Dawn Van Hoek is a champion.
When it comes to indigent criminal defense, she sees the big picture, she has a game plan, and she makes everyone around her better.
These qualities were on full display in July 2013 with the passage of groundbreaking legislation creating the Michigan Indigent Defense Commission.
Her nominators called the formation of the commission "the culmination of more than a decade of work" by Van Hoek and others who dedicated themselves to creating "a working and constitutionally compliant trial-level public defense system in Michigan."
But that might be putting it mildly.
According to Van Hoek it's the culmination of a lifetime of work that began decades ago.
In 1978, she helped create State Appellate Defender Office's Criminal Defense Resource Center to provide critical services to criminal defense attorneys statewide, including access to pleadings, practice manuals, summaries of appellate decisions, newsletters, and training events.
She includes the creation of the Resource Center among her greatest accomplishments, noting that she is proud to have encouraged a "sense of community" among criminal defense attorneys, especially those who have limited access to colleagues.
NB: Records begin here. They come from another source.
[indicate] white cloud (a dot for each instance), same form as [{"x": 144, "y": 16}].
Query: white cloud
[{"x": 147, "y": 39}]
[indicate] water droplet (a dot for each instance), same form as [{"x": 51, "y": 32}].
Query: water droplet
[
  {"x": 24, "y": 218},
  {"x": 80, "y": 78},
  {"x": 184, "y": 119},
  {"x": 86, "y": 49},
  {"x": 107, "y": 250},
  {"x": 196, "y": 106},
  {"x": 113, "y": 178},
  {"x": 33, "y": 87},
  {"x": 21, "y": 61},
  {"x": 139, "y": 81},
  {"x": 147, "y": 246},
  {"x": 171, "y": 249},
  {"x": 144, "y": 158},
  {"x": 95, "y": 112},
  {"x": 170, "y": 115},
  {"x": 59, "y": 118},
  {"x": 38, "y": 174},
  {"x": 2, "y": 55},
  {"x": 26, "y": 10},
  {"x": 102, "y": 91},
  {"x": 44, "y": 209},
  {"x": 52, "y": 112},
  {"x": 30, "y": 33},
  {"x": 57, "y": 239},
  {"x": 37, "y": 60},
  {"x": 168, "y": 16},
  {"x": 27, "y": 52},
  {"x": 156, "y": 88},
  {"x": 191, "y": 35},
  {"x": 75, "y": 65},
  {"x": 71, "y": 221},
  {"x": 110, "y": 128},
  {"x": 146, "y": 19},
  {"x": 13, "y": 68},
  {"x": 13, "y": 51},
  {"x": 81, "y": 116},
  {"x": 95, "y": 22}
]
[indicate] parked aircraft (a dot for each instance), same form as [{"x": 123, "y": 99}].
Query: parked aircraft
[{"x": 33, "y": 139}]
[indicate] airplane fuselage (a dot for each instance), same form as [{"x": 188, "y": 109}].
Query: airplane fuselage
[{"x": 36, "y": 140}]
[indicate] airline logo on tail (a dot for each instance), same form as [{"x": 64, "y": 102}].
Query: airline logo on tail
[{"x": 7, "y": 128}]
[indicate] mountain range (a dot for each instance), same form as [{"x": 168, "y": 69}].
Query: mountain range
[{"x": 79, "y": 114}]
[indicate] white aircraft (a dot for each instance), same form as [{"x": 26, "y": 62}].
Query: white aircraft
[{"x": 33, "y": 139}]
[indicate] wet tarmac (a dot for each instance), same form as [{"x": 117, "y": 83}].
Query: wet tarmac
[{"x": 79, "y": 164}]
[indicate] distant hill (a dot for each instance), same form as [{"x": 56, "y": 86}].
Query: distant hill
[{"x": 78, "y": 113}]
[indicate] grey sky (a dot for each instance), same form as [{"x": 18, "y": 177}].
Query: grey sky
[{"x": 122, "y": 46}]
"Empowering criminal defense attorneys to do the best possible work has been one of the most satisfying aspects of my career," she said.
Since then, Van Hoek has been deputy director, chief deputy director, and now director of SADO, which has succeeded as a national model for appellate indigent defense. In that time she has worn many hats and done many things, including participating in legislative workgroups, helping draft legislation, conducting surveys on indigent defense systems and fees, and even authoring a white paper, "Penny Wise and Pound Foolish," which detailed the underfunding of the trial-level indigent defense system, and was cited by Attorney General Eric Holder in a speech about indigent defense reform.
"Ms. Van Hoek has spent her entire career improving the level of indigent defense in Michigan," her nominators said. "She is a true Champion of Justice for Michigan's indigent criminal defendant population, and by extension our entire criminal justice system."
Of course, Van Hoek, who called the award "the pinnacle of my professional life," said she's far from done.
"Representing the underrepresented in society has provided my compass, a source of passionate engagement that only grows with time."